If there are no barriers to entry into a market, supply will be more elastic because a price increase would cause more firms to enter the market, which will increase market output.

Conversely, if there are high barriers to entry, supply will be more inelastic because no new firm can enter the market.

The result is that quantity supplied will rise relatively smaller to changes in price.

3. Nature of the goods: This is another major determinant of price elasticity of supply.

Durable goods tend to have an elastic supply because they can be stored if the price falls.

Perishable goods, on the other hand, are goods that cannot be stored because they are perishable.

Perishable goods have an inelastic supply because they cannot be stored should the first price falls.

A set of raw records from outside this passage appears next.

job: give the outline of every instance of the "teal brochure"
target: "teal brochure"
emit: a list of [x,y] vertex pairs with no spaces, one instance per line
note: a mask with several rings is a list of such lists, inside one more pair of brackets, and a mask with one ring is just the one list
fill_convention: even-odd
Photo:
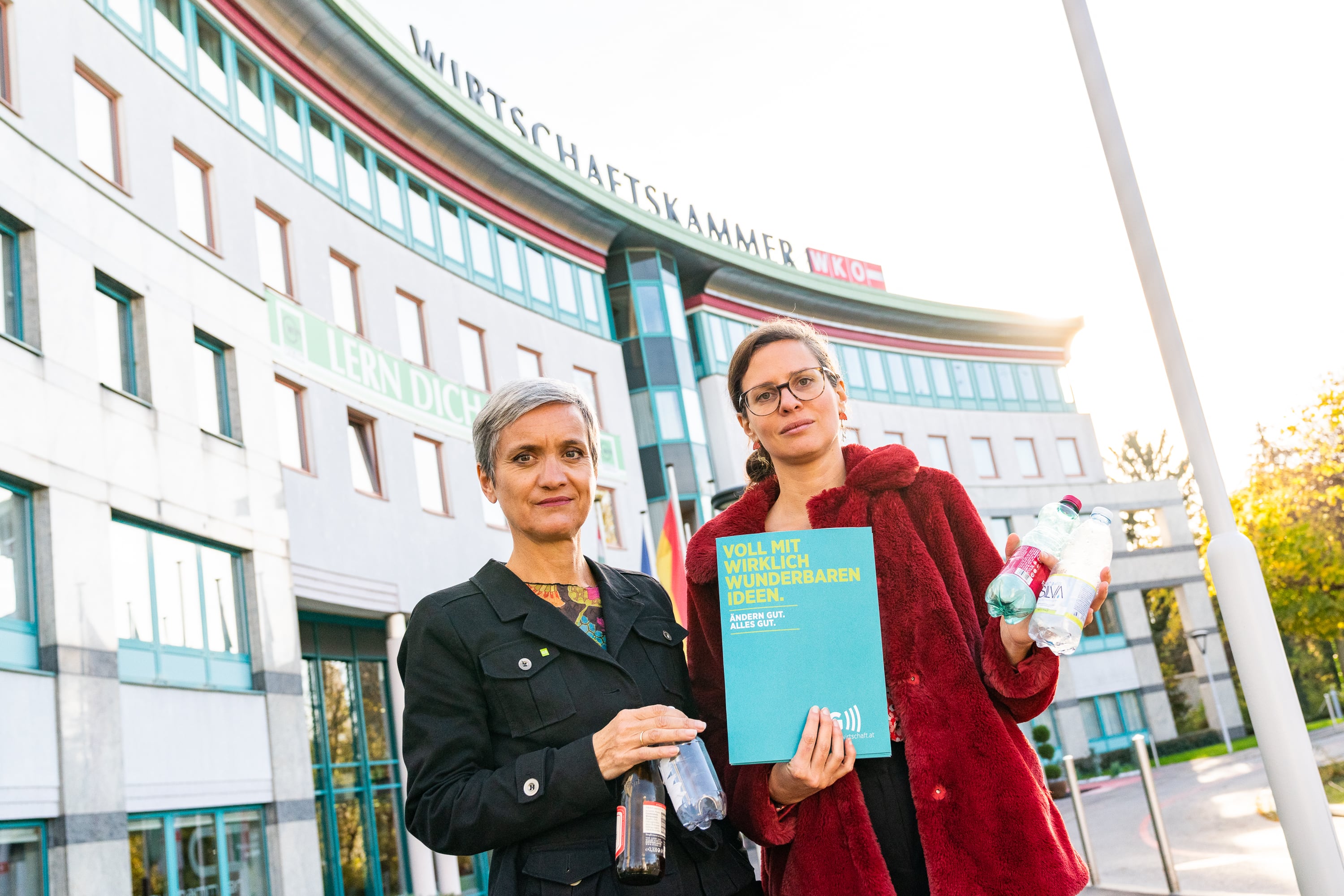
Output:
[[728,762],[788,762],[812,707],[890,756],[872,529],[718,539]]

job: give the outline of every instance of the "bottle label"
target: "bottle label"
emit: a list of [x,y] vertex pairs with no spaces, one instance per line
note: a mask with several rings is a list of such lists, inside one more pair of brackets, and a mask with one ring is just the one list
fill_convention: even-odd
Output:
[[1036,600],[1036,613],[1054,613],[1066,619],[1073,619],[1082,629],[1095,596],[1097,586],[1091,582],[1074,575],[1052,575],[1046,582],[1046,587],[1040,590],[1040,599]]
[[663,803],[644,803],[644,852],[663,856],[667,849],[668,809]]
[[1050,576],[1050,568],[1040,562],[1040,548],[1028,544],[1013,551],[1003,571],[1021,579],[1036,596],[1040,596],[1040,587]]

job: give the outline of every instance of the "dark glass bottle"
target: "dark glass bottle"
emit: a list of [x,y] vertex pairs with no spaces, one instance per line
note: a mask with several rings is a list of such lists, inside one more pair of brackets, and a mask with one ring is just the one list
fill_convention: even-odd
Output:
[[621,782],[616,809],[616,879],[641,887],[663,880],[667,858],[667,805],[663,776],[652,762],[641,762]]

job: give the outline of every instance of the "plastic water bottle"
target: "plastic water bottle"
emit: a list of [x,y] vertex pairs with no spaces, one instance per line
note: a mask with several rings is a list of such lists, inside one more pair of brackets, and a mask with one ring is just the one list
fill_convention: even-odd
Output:
[[1101,571],[1110,566],[1110,510],[1095,508],[1074,529],[1059,563],[1040,590],[1036,611],[1027,626],[1027,634],[1036,646],[1050,647],[1058,656],[1078,649],[1087,611],[1101,584]]
[[696,737],[680,748],[672,759],[659,759],[659,771],[681,825],[687,830],[703,830],[727,814],[723,786],[703,740]]
[[989,615],[1003,617],[1004,622],[1009,623],[1021,622],[1031,615],[1036,607],[1036,595],[1050,575],[1050,568],[1040,562],[1040,555],[1059,556],[1074,527],[1078,525],[1081,508],[1082,502],[1073,494],[1040,508],[1036,525],[1023,536],[1021,544],[1008,557],[1008,566],[985,590]]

4. Ability to price discriminate: Price discrimination occurs when the same goods and services are sold to different people at different prices.

If a firm produces goods that can be sold in different markets and at different prices, then supply will be elastic because the firm can move to another market should the price fall.

Conversely, if a firm sells goods that cannot be sold at different prices and in different markets, then supply will be inelastic, as the form cannot move to another when the price falls.

5. Mobility of factors of production: If factors inputs are mobile, the price elasticity of supply tends to be elastic.

This is because firms will easily transfer the factor inputs to the production of other substitutes should the price of the goods falls.

By the same reasoning, supply will be elastic if factors inputs are immobile.


To conclude, the determinants of price elasticity of supply are time scale, barriers to entry, nature of goods, ability to price discriminate and mobility of factors of production.